Si no es medible, no es mejorable

jrobertosastre

Funcionario
Desde
24 Feb 2026
Mensajes
1
Trofeos
0
En los últimos días he tenido una sensación extraña conmigo mismo, algo muy parecido al síndrome del impostor.

Siento que hago lo suficiente —o el mínimo indispensable— para no sentir que me estoy fallando a mí mismo. Y es curioso, porque esto va mucho más allá de lo social o lo externo. Es ese recordatorio de que uno no puede escapar de lo que algunos llaman consciencia, otros llaman ser, y otros simplemente entendemos como ese sentido interno de autocumplimiento.

A veces parece solo un pensamiento pasajero, pero no lo es. Es más bien una corazonada. Algo así como los testigos amarillos del carro: esas luces que se encienden en el tablero cuando algo necesita revisarse. Puedes ignorarlas por un tiempo, pero sabes que están ahí por algo.

Parar y observarlo es el primer paso. Pero solo observar no basta. En mi caso, decidí escribirlo en mi bitácora de pensamientos y experiencias. Y al hacerlo, algo cambió: ese “ruido” tomó forma. Pude ver con claridad qué estaba generando esa sensación y qué necesitaba hacer para cambiarla.

Ahí entendí algo muy simple: si no lo mides, no lo mejoras.

Empecé a anotar qué cosas había logrado en los últimos días y en cuáles había procrastinado o simplemente evitado. Sin culpa, sin frustración. Solo observando los hechos. Y eso fue suficiente para darme perspectiva.

A partir de ahí, construí un sistema para medir mi progreso día a día: cómo me siento, qué avanzo, en qué fallo y por qué.
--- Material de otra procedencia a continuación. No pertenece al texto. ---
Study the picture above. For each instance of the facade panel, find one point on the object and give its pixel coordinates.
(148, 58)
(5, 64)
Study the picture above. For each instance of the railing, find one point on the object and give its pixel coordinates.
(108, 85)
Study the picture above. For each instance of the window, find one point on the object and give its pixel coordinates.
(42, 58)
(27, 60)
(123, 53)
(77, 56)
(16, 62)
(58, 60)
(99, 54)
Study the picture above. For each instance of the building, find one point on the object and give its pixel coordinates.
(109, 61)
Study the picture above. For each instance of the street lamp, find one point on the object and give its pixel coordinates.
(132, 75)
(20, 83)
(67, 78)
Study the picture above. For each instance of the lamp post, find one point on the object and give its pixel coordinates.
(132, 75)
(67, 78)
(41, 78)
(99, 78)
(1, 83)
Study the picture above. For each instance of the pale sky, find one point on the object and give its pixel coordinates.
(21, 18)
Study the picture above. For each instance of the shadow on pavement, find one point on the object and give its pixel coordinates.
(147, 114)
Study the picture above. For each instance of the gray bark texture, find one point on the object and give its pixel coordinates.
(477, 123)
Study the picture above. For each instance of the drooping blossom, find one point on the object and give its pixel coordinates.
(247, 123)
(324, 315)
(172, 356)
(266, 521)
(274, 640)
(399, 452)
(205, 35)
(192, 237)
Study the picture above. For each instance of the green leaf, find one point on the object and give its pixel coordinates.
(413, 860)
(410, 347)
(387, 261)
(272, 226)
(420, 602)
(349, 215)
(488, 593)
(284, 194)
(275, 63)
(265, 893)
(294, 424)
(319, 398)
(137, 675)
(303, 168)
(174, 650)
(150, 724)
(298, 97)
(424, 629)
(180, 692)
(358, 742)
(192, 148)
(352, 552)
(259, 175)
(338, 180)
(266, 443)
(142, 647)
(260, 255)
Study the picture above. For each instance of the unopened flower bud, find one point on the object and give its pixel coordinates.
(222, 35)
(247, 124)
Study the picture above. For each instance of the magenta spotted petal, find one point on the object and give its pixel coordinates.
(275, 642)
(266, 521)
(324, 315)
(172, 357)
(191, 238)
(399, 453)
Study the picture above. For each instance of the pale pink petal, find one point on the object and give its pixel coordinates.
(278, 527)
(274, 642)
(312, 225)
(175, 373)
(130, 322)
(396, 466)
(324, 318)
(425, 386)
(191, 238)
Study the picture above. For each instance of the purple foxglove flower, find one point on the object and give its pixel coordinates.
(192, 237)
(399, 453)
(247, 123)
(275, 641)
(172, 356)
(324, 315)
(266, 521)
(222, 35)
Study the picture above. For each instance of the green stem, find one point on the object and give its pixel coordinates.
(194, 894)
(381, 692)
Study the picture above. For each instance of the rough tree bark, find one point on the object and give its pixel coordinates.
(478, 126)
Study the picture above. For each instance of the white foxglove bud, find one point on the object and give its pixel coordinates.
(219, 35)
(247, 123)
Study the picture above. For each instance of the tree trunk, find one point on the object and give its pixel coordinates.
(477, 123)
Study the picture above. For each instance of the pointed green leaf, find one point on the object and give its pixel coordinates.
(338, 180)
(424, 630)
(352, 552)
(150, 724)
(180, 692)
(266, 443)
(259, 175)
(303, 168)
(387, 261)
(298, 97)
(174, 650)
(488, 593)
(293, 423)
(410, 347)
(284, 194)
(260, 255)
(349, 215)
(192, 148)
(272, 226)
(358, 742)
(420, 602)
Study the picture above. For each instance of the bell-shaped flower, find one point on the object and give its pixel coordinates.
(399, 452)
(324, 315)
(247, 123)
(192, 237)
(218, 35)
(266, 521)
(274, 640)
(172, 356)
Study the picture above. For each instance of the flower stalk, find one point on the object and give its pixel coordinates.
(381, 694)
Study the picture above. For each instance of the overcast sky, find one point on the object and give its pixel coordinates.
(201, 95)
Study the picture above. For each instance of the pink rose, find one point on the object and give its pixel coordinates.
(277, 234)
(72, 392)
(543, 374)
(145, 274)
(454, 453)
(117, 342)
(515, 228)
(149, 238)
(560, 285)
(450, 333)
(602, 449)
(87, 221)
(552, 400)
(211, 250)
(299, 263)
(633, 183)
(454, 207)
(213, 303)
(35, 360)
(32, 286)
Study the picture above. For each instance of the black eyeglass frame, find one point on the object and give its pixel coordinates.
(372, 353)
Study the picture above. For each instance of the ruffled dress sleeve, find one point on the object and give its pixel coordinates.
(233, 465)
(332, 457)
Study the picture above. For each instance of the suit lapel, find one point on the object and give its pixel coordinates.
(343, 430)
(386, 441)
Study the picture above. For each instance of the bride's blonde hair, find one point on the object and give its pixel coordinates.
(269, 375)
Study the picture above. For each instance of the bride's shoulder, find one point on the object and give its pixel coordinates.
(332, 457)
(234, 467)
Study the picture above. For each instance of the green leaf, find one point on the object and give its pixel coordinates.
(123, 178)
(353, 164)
Suena obvio, porque es exactamente lo que haría cualquier empresario exitoso con su negocio cuando algo no va bien. Pero, curiosamente, no lo estaba haciendo conmigo mismo… siendo yo mi proyecto más importante.

La idea es simple: los números no mienten.

Tener el valor de medirnos, de poner estándares en nuestra vida y enfrentarnos a ellos con honestidad cambia todo. Porque con claridad viene el compromiso. Y si un día no llegas a la meta, no es un fracaso: es avance, porque al menos ya sabes dónde estás y hacia dónde vas.
Al final de cuentas no es humano ser perfectos, solo lograr ser 1% mejores cada día.